In my childhood I built models of the Enterprise, the Galileo 7 shuttlecraft, the starship bridge, and a Romulan warbird. I asked my mother for help in painting the warbird and, after I’d applied the big decal to its underside, lacquering it to protect it. That model survived the longest, but eventually all of my childhood models were in rough shape and got tossed.

Adult Models
In adulthood, close friends who knew of my love for Star Trek not only gave me a decent plastic communicator, phaser, and tricorder but also several ship toys manufactured by Playmates. Unlike my childhood toys, most of the items received in adulthood have survived.

My latest and final such acquisition is a diecast metal model of the U.S.S. Enterprise refit from 1979’s Star Trek: The Motion Picture. It weighs about 20 pounds and is nearly a yard long thanks to its 1:350 scale. I placed it on my barrister’s bookcase that is filled with various Trek tomes and toys.

Since Andrew Probert was instrumental in the redesign of the ship for the movies, beside the model I hung his signed artwork, Past Reflections. It shows the refit suspended above a reflection of Matt Jefferies’ original design.

The Bored Game
As a child in the 1970s, I had asked for whatever Star Trek paraphernalia was on offer, but at that time little was available that was truly authentic to the live-action show that had been cancelled back in 1969. What I did obtain reminded me of what Spock said in Amok Time: “After a time, you may find that having is not so pleasing a thing after all as wanting. It is not logical, but it is often true.”
Witness my joy at Christmas 1973 when my 7-year-old self received the Star Trek board game he had requested.
I convinced my parents and friends into playing that game with me a couple of times. However, it wasn’t anything like watching the show, and I much preferred playing other games like Battleship.
From Pathetic to Prized Props
The lesson about being careful what you asked for didn’t take, however, and for my next birthday I received some blue walkie talkies marketed by Mego as Star Trek communicators. Gene and I played with them a bit, but they bore only a limited resemblance to a “real” communicator, and we had little use for walkie talkies, so after a few years they wound up in a garage sale. I built a crummy plastic phaser, communicator, and tricorder, but I didn’t have a decent toy communicator until I was given one in the 1990s, and in 2016 I purchased a superb version by The Wand Company that matched my childhood dreams.

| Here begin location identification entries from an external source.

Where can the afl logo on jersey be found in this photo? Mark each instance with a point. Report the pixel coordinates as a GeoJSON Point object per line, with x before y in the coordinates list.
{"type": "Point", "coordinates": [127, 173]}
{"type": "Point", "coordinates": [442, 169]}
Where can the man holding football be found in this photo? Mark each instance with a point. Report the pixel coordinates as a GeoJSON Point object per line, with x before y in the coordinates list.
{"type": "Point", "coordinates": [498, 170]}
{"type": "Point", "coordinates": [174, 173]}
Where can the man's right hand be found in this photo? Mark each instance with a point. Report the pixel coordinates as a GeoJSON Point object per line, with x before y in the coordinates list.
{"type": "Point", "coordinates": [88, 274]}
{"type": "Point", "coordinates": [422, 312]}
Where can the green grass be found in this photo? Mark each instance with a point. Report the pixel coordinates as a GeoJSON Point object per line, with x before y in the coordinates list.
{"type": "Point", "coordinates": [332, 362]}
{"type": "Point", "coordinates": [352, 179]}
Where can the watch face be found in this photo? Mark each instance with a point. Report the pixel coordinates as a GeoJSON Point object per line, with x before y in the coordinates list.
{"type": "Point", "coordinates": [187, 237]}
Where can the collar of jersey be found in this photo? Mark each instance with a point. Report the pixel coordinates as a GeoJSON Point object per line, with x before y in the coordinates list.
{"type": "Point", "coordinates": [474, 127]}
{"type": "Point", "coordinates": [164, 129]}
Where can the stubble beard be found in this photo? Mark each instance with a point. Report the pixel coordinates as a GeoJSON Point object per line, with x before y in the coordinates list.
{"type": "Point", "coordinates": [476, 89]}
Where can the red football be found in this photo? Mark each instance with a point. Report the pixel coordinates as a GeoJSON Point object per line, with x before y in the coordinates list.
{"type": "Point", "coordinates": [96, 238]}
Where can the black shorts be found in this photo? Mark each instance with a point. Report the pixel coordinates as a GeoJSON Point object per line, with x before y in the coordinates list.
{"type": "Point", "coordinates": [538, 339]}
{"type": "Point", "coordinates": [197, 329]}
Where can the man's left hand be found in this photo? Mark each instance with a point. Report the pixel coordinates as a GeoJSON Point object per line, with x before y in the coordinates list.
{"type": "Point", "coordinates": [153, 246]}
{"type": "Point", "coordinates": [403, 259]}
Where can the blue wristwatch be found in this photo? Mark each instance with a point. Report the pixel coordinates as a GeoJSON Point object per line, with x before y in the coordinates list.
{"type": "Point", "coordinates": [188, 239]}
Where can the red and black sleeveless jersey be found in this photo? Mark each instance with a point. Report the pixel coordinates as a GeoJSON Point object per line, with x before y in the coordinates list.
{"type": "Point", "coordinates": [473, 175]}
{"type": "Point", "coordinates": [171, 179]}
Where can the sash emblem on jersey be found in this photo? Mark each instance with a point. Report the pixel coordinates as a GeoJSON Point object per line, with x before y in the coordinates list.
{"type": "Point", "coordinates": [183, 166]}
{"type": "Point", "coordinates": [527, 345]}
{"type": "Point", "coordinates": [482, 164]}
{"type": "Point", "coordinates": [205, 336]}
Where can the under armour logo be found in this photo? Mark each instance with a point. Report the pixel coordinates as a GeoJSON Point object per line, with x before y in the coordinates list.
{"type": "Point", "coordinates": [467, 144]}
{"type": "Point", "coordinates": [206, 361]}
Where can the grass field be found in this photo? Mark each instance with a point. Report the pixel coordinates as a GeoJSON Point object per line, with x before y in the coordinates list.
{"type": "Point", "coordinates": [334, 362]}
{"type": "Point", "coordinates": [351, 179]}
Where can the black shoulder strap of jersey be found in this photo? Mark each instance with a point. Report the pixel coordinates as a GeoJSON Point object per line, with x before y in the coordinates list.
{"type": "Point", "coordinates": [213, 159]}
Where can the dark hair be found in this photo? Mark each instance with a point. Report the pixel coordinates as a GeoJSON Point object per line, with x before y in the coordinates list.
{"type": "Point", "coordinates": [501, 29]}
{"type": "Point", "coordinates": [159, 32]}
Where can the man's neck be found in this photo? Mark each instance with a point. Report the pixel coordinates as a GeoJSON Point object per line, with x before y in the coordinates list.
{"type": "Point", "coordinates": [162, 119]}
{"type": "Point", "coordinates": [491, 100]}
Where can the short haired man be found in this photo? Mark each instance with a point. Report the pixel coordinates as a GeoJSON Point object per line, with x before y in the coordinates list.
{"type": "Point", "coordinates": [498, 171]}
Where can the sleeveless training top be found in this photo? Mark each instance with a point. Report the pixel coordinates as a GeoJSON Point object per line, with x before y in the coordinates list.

In 1975, I got a Remco phaser. I wasn’t given a somewhat accurate replica phaser until the 1990s, and I managed to snag a top-quality Wand version in 2014. In 2025-2026, Wand finally offered a fantastic tricorder, but it was just too pricey for me. The Wand facsimiles look as good as or better than the original props used in the television show that I saw years ago in Seattle’s Science Fiction Museum and Hall of Fame.

The dud 1973 board game, 1974 communicators, and 1975 phaser failed to prevent me from asking for a ridiculous flying Enterprise toy, again from Remco, for Christmas 1976.

Fifty years later, my last Enterprise is on a completely different level. It even replicates some of the lighting features that special effects pioneer Douglas Trumbull had added to the movie miniature back in the late 1970s. I’m now quite content, and my retirement from employment in 2026 also marks my retirement from collecting Star Trek items.

When I gaze upon the model, I sometimes think of the deeply flawed yet visionary Gene Roddenberry. I can hear him softly sharing, “It isn’t all over; everything has not been invented; the human adventure is just beginning.”